Productivity is among the top concerns of project managers. No matter how long you’ve been managing projects, you’d probably like to increase your team’s efficiency and productivity. We all want to deliver results for our clients and bosses, and we want each person on our team to realize his or her potential. Productivity is a common measure of how well we’re doing in each of those areas and relates to how efficiently a team is operating.
Like most areas of leadership, an improvement on your team begins with your improvement as an individual.
We’ll look at seven ways to increase your personal productivity, followed by an additional six ways to help your team be more productive.
Most people end up as project managers because they are good at getting things done. Then you become a project manager and are suddenly expected to get more things done in the same amount of time. How do you decide what to tackle first? One simple tool for prioritizing is the Eisenhower Matrix. Also known as the Urgent-Important Matrix, this method helps you prioritize tasks based on their levels of urgency and importance. Tasks fall into one of four categories:
It’s helpful to visualize your Eisenhower Matrix by drawing a simple chart. Make the Eisenhower Matrix a regular part of your routine, and commit to following through and the insights your gain.
Some people arrive at the office full of energy, and some of us need an hour and a cup of coffee before our brains are fully operational. Take note of when you’re most productive, and schedule the most difficult tasks for those times. If the post-lunch slump always gets you, use that time to check emails or pop into a coworker’s office to touch base (only make sure you don’t interrupt her most productive time in the process!).
One of the biggest challenges of project management is realizing that you cannot do it all. You may have been made project manager because you’re really good at getting things done. That’s great! But now there are many, many more things for which you’re responsible. If tasks are piling up, assess which ones must be done by you and which could be passed to someone else.
We live in a distraction-filled world, and whether we realize it or not, all those distractions are killing our productivity. So turn off the email notifications, set your phone to silent, and hang a ‘do not disturb’ sign on your door. If it’s impossible to focus in your actual office, carve out time elsewhere each day, whether that’s a coffee shop up the road, an unused conference room, or a janitor’s closet where no one will think to look for you.
Multitasking is a myth. Scientific research has demonstrated that multitasking is actually switching rapidly between tasks and that it costs us time and energy each time we switch. So instead of doing two (or more) things at once, tackle your to-do list one item at a time and don’t move on until an item is completed.
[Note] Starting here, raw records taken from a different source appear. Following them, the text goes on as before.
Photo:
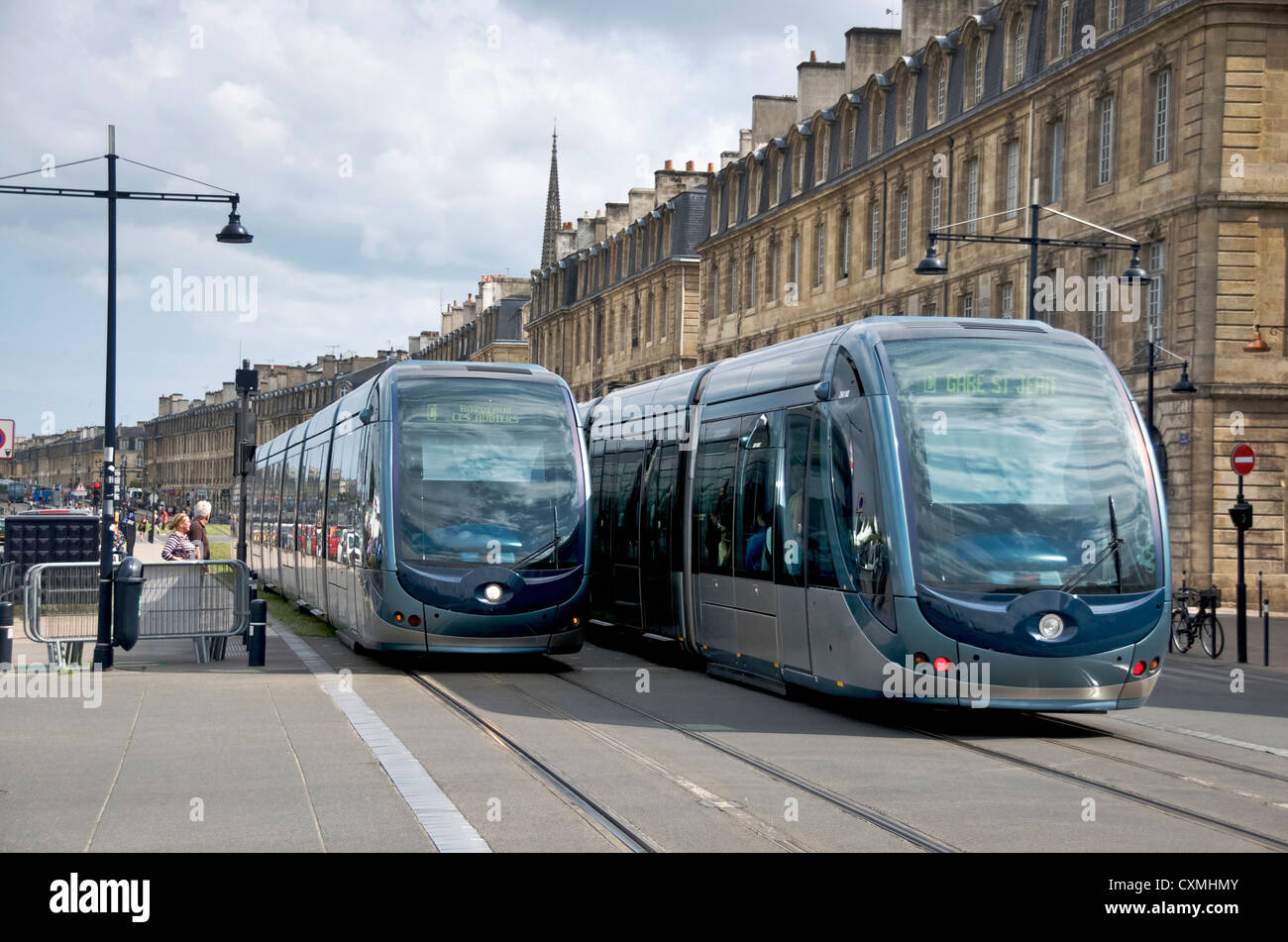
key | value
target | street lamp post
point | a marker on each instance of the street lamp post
(934, 265)
(232, 233)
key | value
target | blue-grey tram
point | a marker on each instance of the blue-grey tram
(436, 507)
(954, 511)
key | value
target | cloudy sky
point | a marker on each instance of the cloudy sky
(386, 154)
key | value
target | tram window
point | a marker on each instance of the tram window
(790, 538)
(755, 556)
(712, 485)
(818, 555)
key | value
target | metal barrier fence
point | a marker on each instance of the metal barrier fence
(202, 600)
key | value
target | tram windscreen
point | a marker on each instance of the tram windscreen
(1025, 468)
(487, 473)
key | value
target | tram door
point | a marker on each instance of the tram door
(657, 564)
(791, 542)
(754, 558)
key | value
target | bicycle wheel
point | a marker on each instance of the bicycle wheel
(1212, 636)
(1181, 635)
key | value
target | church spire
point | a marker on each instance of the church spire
(553, 216)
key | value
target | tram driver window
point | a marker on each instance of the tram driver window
(754, 559)
(713, 484)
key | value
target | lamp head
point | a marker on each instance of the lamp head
(1257, 344)
(233, 233)
(1134, 274)
(931, 263)
(1184, 383)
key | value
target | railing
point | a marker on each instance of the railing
(202, 600)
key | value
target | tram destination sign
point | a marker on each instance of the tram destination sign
(1243, 460)
(987, 383)
(473, 413)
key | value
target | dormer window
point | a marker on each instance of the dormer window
(1018, 51)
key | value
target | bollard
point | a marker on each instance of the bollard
(258, 632)
(7, 635)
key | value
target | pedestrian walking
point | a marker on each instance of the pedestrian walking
(178, 546)
(197, 534)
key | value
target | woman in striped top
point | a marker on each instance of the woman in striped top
(178, 546)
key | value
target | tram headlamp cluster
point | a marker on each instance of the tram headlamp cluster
(1051, 627)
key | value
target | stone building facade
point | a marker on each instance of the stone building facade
(1166, 120)
(621, 304)
(73, 457)
(485, 328)
(188, 447)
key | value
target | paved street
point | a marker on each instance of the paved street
(196, 757)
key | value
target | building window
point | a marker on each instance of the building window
(909, 104)
(875, 248)
(902, 244)
(1162, 98)
(1056, 161)
(1107, 141)
(1100, 270)
(1018, 51)
(1157, 265)
(1013, 179)
(773, 270)
(842, 246)
(819, 249)
(940, 91)
(978, 63)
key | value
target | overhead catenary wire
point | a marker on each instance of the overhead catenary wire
(170, 172)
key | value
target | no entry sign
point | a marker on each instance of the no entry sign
(1243, 460)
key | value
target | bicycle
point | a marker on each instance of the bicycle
(1203, 623)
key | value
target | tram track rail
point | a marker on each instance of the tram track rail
(906, 831)
(608, 824)
(1176, 811)
(1158, 747)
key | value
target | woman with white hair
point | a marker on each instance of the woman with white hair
(200, 517)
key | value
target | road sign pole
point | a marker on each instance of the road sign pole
(1240, 593)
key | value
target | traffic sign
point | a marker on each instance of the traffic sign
(1243, 460)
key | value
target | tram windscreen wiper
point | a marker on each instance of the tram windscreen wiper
(1115, 546)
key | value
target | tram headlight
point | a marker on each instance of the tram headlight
(1051, 627)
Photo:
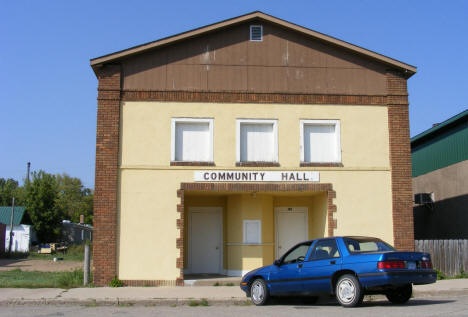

While it may feel counterproductive to take breaks, studies show that taking breaks can increase productivity. Breaks are also good for your physical and mental health and can help re-energize you for the task at hand. One exception is that when you’re in a ‘flow’– a state of effortless productivity– it’s best not to interrupt yourself. Otherwise, go for a walk, grab a coffee, water your office plants, and then come back refreshed.
Meetings are necessary for project management, and some of us actually like meetings. Weird, I know. However, having too many meetings can steal time from work on the project itself. And, let’s be honest, our meetings far too often go long, get off-topic, and don’t result in the answers we were hoping for. Before scheduling or accepting a meeting, ask yourself whether its goals could be accomplished with an email or phone call, and do your best to avoid unnecessary meetings.
Now that you’ve learned how to be more productive as an individual, let’s discuss how to ramp up your team’s productivity as well.
Here we are talking about goals again! Really, we can’t emphasize this enough. You, your team, your whole company– you all need good goals that are understandable and attainable. Lack of well-defined goals and measures is a major contributor to project failure, accounting for 37% of failed projects according to one Project Management Institute survey. Good goals are realistic, clear, and measurable. You can assess whether your goals are good by asking the following questions:
The goals you set for your team will be different from your individual goals of course. (You have mad individual goals, right?) Don’t forget to get your team’s input on what their goals should be as a group and as individuals.
When you plan your project, you establish key performance indicators (KPIs) in the form of budgets, timelines, and quality expectations. During the course of your project, you should regularly check your KPIs so you can catch issues and make corrections quickly. Having good reporting tools greatly increases the accuracy and ease of monitoring. Don’t forget to celebrate successes when your KPIs tell you the team has achieved a goal!
We already mentioned that you should avoid unnecessary meetings. When you really do need to have a group of people together to discuss something, consider making it a standing meeting. Sometimes called ‘standups’, a standing meeting is exactly what it sounds like: a meeting where everyone is standing. The benefit of a standing meeting is that it reduces the tendency to waste time. If everyone is settled around a conference table, you’re more prone to chit-chat and to run off on tangents. In a standing meeting, everyone has the sense that the meeting is meant to be brief (it is), and they’ll stick to the subject at hand.
A positive work environment contributes to productivity in multiple ways, all of which contribute to increased productivity. When your team members are happy, they’re more likely to think creatively, take calculated risks, support their coworkers, and stay in their jobs longer.
No matter how happy, committed, or skilled your team members are, they can benefit from having good tools at their disposal. Project management software has come a long way in the past several years, and you should take advantage of it! A project management workspace like Kissflow Projects has kanban boards and built-in collaboration tools that can keep you organized and boost efficiency.
Why keep good information to yourself? Educate your team by sharing the above productivity tips with them. Maybe gamify your team’s productivity by having a doodling contest during breaks or seeing who can go the longest without checking his phone.
Our whole discussion about productivity can be understood in terms of individual and team-oriented actions. Goal setting, prioritization, and personal schedule management are skills anyone on your team can learn and implement on his own. As the project manager, you have the ability to give your team additional productivity tools in the form of well-timed meetings, effective goal setting and monitoring, good project management software, and a healthy work environment. Whether you’re managing your first project or your thousandth, these simple changes can increase productivity for you and your team.